We left early the next morning, and after picking some strawberries
at my brother’s field to eat along the way, we headed to Bellwood.  Fanny
drove the carriage of a single horse, sitting high up on the outside of the
carriage.  I offered to drive, but she insisted that it would look better
if a black servant was driving the white woman, and not the other way
around.  And so I sat back under the shade of the carriage top.  I
guided Fanny which way to go, as I had been there once with Ethan.  Across
the river and up the road almost to Bellwood, we heard a gunshot close by,
which startled our horse, which started running awkwardly, trying to get away
from the noise.  Fanny could not control the horse.  The carriage was
carried along the road at lightning speed.  That was when I saw Jefferson
riding on a horse.  He stopped our distraught horse.  I thought he
was trying to help us until he pulled out a hand gun and pointed it at Fanny,
telling her to get off the carriage. 

Apparently Edward had sent him out to look for Fanny and me, to
take Fanny down to the Dismal Swamp.  I remember Jefferson telling me he
had agreed to do this because he felt like all slaves should be free to go
where they wanted to, not to be held by any man.  Fanny tried to tell
Jefferson she didn’t want to go to the Dismal Swamp, that she wanted to go to
Miss Catherine’s.  Jefferson wouldn’t listen, and he tried to force her
off the carriage, pulling at her to get her up onto his horse, but she kicked
and screamed, and he couldn’t keep hold of her.  I tried to help Fanny,
but Jefferson shifted his concern from Fanny to me and while still on his
horse, knocked me out with the butt of his gun.  I remember the pain in my
head and falling out of the carriage to the ground below.  I now knew that
Jefferson took the horse and carriage and Fanny, and left me for dead. 

Edward was watching me.  “Do you remember your
accident?”  I nodded.  So it was Edward’s fault that I had lost my
memory, that I had lost a whole year with my husband and baby, and that I came
back and found that Ethan had married another.  His fault and Jefferson’s.

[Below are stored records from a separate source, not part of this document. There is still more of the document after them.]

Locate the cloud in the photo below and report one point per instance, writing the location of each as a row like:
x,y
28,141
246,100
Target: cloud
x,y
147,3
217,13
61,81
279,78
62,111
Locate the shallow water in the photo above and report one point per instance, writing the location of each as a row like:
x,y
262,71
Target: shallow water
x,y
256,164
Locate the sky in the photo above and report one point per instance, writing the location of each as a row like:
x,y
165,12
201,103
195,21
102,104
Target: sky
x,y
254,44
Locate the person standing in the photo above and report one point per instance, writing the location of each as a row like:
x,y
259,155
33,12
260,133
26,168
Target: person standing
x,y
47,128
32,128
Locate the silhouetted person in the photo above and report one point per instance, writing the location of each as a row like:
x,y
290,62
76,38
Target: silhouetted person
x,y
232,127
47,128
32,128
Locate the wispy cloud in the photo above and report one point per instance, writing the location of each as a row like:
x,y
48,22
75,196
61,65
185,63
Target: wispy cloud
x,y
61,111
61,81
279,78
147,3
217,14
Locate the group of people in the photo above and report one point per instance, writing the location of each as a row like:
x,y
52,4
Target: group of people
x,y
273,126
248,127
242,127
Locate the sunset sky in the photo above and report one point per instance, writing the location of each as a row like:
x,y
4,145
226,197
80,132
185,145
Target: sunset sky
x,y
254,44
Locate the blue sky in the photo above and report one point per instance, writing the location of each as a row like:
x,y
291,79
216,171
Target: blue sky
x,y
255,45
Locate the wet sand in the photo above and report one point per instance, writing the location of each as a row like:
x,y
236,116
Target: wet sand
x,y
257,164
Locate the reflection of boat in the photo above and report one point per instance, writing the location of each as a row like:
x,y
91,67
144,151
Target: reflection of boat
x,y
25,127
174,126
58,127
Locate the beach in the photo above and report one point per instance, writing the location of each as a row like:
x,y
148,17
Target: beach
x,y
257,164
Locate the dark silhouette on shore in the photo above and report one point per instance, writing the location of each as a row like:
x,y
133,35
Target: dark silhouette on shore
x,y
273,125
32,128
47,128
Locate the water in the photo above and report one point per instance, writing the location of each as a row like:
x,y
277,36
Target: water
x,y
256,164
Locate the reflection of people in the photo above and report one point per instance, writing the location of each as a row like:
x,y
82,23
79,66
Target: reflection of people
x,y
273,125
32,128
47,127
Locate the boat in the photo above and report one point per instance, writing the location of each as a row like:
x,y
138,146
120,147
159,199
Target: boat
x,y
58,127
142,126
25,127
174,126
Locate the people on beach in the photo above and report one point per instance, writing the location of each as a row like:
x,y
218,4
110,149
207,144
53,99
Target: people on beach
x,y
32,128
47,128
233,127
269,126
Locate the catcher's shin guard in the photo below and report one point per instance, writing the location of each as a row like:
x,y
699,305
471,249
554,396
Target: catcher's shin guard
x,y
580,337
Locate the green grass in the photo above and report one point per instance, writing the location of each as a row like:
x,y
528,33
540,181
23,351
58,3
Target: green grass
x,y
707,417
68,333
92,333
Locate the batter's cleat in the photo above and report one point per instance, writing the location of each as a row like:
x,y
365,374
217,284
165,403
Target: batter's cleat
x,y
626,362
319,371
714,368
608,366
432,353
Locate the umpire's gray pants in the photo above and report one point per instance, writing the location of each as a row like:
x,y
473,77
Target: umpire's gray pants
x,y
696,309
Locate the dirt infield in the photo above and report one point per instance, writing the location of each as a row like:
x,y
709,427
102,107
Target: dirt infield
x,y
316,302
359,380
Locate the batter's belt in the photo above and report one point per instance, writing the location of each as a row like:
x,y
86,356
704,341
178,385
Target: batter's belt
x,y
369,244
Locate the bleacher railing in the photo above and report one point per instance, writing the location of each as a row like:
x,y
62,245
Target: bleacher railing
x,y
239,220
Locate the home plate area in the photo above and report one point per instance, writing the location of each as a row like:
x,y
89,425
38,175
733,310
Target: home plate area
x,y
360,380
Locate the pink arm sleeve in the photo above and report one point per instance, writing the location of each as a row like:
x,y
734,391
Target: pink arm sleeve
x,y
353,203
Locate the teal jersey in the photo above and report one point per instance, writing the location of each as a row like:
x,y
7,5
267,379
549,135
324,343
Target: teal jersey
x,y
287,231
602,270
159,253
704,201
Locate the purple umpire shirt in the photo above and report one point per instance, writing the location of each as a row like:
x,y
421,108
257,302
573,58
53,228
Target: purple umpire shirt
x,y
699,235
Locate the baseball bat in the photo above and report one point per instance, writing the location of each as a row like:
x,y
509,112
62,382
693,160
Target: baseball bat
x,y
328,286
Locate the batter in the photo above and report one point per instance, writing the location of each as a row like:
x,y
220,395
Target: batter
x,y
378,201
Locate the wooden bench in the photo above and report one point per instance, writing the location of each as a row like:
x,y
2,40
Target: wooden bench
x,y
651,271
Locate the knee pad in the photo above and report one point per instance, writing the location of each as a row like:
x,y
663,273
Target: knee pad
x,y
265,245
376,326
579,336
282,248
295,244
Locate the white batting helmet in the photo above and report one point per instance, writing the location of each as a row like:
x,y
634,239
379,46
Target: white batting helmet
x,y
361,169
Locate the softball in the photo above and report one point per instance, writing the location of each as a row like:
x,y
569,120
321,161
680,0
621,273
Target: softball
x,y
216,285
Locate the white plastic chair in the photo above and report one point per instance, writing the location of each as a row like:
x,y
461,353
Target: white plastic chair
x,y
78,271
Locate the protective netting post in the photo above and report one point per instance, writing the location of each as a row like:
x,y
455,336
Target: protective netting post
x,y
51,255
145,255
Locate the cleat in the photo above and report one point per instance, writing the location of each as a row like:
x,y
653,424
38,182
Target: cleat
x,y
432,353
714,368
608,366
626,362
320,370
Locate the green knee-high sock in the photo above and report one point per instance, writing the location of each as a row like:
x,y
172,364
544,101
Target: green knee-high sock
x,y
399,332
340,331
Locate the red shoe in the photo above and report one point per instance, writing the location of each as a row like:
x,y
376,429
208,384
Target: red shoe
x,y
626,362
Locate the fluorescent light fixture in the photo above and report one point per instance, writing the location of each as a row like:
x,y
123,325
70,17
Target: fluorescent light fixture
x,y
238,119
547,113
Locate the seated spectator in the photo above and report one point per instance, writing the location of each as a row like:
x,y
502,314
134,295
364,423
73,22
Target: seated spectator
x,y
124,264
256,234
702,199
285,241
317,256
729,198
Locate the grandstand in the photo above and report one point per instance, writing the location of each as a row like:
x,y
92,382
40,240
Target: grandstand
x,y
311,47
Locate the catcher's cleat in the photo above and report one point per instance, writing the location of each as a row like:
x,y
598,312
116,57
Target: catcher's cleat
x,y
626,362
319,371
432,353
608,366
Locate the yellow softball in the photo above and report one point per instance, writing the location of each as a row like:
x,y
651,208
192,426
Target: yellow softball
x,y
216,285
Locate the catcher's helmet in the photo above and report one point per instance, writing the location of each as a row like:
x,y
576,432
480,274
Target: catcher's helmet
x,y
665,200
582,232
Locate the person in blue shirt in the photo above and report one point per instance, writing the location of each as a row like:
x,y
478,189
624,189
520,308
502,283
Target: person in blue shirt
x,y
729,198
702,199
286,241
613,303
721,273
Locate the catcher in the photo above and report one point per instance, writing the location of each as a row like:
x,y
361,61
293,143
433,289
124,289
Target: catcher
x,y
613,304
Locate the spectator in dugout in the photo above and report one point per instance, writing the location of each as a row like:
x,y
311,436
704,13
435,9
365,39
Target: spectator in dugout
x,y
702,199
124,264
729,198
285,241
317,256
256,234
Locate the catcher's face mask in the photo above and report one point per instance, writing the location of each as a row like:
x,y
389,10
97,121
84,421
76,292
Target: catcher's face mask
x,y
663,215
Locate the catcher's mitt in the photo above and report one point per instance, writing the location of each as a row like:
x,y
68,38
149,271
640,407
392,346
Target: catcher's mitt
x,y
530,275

“Jeff was supposed to kill you that day.  You weren’t
supposed to live.  It was supposed to look like an accident.  He
thought he had killed you when he knocked you off of that carriage, but was
later surprised when he saw you in the marketplace at City Point.  Did he
tell you all of this?”  I nodded.  “I thought he was an imbecile, but
then he told me you had lost your memory, didn’t even know who you were. 
So I told him to keep an eye on you, keep you away from Charles City, and so he
did.  He courted you for a while.  He said you got tired of him and
told him not to come back, so he set the house on fire and thought you were
dead, again.  But you weren’t. 

“That’s why I was so shocked to see you at Wellington Cross the
day you showed up, when my Clarissa had brought you back home with her. 
You still didn’t have your memory, but you quickly started remembering things,
with Ethan’s help.  I started getting worried that you would remember my
Union jacket and the correspondence papers between me and General Grant, and
that you’d turn me in.  So I told Ethan about the jacket, showed it to
him, and told him I’d been a spy for the South.  He believed me.  Why
wouldn’t he believe his own father?  Therefore, I thought no one else would
believe you, especially after you had lost your memory for a year.  Who
would believe someone like that over a respectable plantation owner who had
fought valiantly in the war?  So I thought I had nothing to worry about.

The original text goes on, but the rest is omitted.